Every team also needs to ask themselves some very important questions as well. “Is it worth it to mortgage possible future talent at this stage?” In other words, is the team actually in contention at the time when a trade is being considered? Does that team have the assets to bring in the player that they covet? Is that team willing to add the payroll that the new player is due?
There are so many factors for a general manger to consider when surveying available talent and communicating with other general managers of potential trade partners.
That brings us to our beloved Mets. The first and most obvious factor is that the Mets share a division with a team that always seems to pull off significant moves, at least over the past three years. That team is of course the Phillies, which makes our stomachs turn. From Cliff Lee, to Roy Halladay, to the recent acquisition of Roy Oswalt, the Phils always seem to have what it takes to bring in highly regarded talent at the trade deadline. The Mets, on the other hand, rarely follow suit, with the obvious exception of Johan Santana in recent years. As of this posting, the Mets have done absolutely nothing to substantiate their roster. It could be that they have no interest in adding payroll due to financial constraint, which has been rumored for just over a year now.

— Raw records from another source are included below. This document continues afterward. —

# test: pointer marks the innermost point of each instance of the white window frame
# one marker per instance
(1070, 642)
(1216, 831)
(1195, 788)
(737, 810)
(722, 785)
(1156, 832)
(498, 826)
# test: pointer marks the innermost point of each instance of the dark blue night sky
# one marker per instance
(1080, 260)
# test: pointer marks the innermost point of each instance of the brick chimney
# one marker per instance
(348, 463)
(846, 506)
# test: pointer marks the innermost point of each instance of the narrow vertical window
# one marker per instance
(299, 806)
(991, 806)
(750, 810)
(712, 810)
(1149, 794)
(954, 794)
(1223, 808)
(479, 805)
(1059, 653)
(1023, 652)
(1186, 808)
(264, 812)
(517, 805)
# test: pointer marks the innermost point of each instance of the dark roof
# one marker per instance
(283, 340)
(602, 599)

Regardless of why the Mets are reluctant to make a move (or why they do not have the “perceived” minor league talent that other teams desire) is irrelevant. What is relevant is this. Are the Mets really a contender at this stage? Do they perceive themselves as one? If the answer is truly no, then why bother making a trade in the first place?
I often do not give the Mets any credit for good decision making. Certainly spending as much as they do and annually having a non-competitive team should give my actions credence. That is another story that I have written about many, many times and does not need to be mentioned for the purposes of this post.
However, if the Mets indeed stand pat after today’s deadline, perhaps they are making the proper move. Would Brett Myers or Ted Lilly actually improve them enough to beat out the five other teams that are ahead or tied with them for a playoff spot? This is certainly a valid question that needs to be answered.
The point is this. If the Mets truly wanted to be competitive in 2010, they wouldn’t have waited for the trade deadline to make it happen.